From the beginning of February to the end of September 2017, Ceylian followed a really hard cycle of chemotherapy as Ewing sarcoma is a rare, aggressive and quick spreading cancer. He received proton beam therapy in Florida for three months as well. Ceylian suffered from so many side effects, was in constant pain and every day seemed harder than the day before.

Despite this, we tried to enjoy every day as we never knew what was round the corner or what his next MRI was going to discover.

His treatment finally ended in September 2017.

Family photo

Shocking discovery

We received shocking news in September 2018 when Ceylian’s oncologist contacted us to tell us that the bone on his forehead showed some changes. Ceylian went back into surgery and had an amazing recovery. Our life continued again and we enjoyed every minute of each day.

However, in May 2019, the tumour had returned. It was 2cm and had grown so quickly.
Ceylian was back under his neurosurgeon’s hands and back for a new round of 12 cycles of chemotherapy, which started in July 2019.

Boy in hospital with hickman line and ipad

Where we are now

Ceylian is still receiving chemotherapy and taking it a lot better this time. He has already received more than 120 injections and two blood transfusions, but he is a strong, smiling, funny, amazing boy.  He goes to school as much as possible and his friends are very supportive of him.
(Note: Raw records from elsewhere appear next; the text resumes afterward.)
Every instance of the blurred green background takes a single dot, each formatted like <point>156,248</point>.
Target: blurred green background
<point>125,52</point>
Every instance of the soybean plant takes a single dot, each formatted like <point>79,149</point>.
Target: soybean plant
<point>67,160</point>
He is set to finish treatment and ring the end of treatment bell in March 2020. I couldn’t be more proud of him.

 

Boy with blue crown and two dogs

March 2020 update: ringing the end of treatment bell

Ceylian rang the end of treatment bell on 6th March – it was the most wonderful moment! We all went to the hospital and when it was time to ring the bell, all the nurses and medical staff came to welcome him and clapped for him as he approached the bell.

Ceylian was delighted and rang the bell so much, that the oncologist had to gently stop him. He made a thank you card for the nurses and gave it to them, along with a box of chocolates.
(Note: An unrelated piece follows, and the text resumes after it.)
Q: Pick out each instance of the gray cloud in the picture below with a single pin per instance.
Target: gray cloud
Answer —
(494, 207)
We celebrated at home as well and Ceylian’s school organised an assembly where everyone congratulated him with a massive round of applause.

Little boy holding certificate with family standing next to bell

June 2020 update: Ceylian has relapsed

Just as we thought we had reached the light at end of the tunnel, we were dealt another blow. At the beginning of April, we noticed a bump on Ceylian’s head and an MRI scan revealed that his cancer had returned. I can’t tell you how devastating that was to hear. As I am writing this in June, Ceylian’s latest surgery has gone well. However, we are still waiting for some test results to find out if all of the visible tumour was removed or if he needs further surgery and treatment. We’ve been told that chemotherapy is no longer an option for Ceylian as it’s proved to be ineffective, so we are waiting to see if he can receive a new genome treatment which is more tailored and targeted. It’s especially difficult going through this during these uncertain times, but we are hoping for the best and staying positive.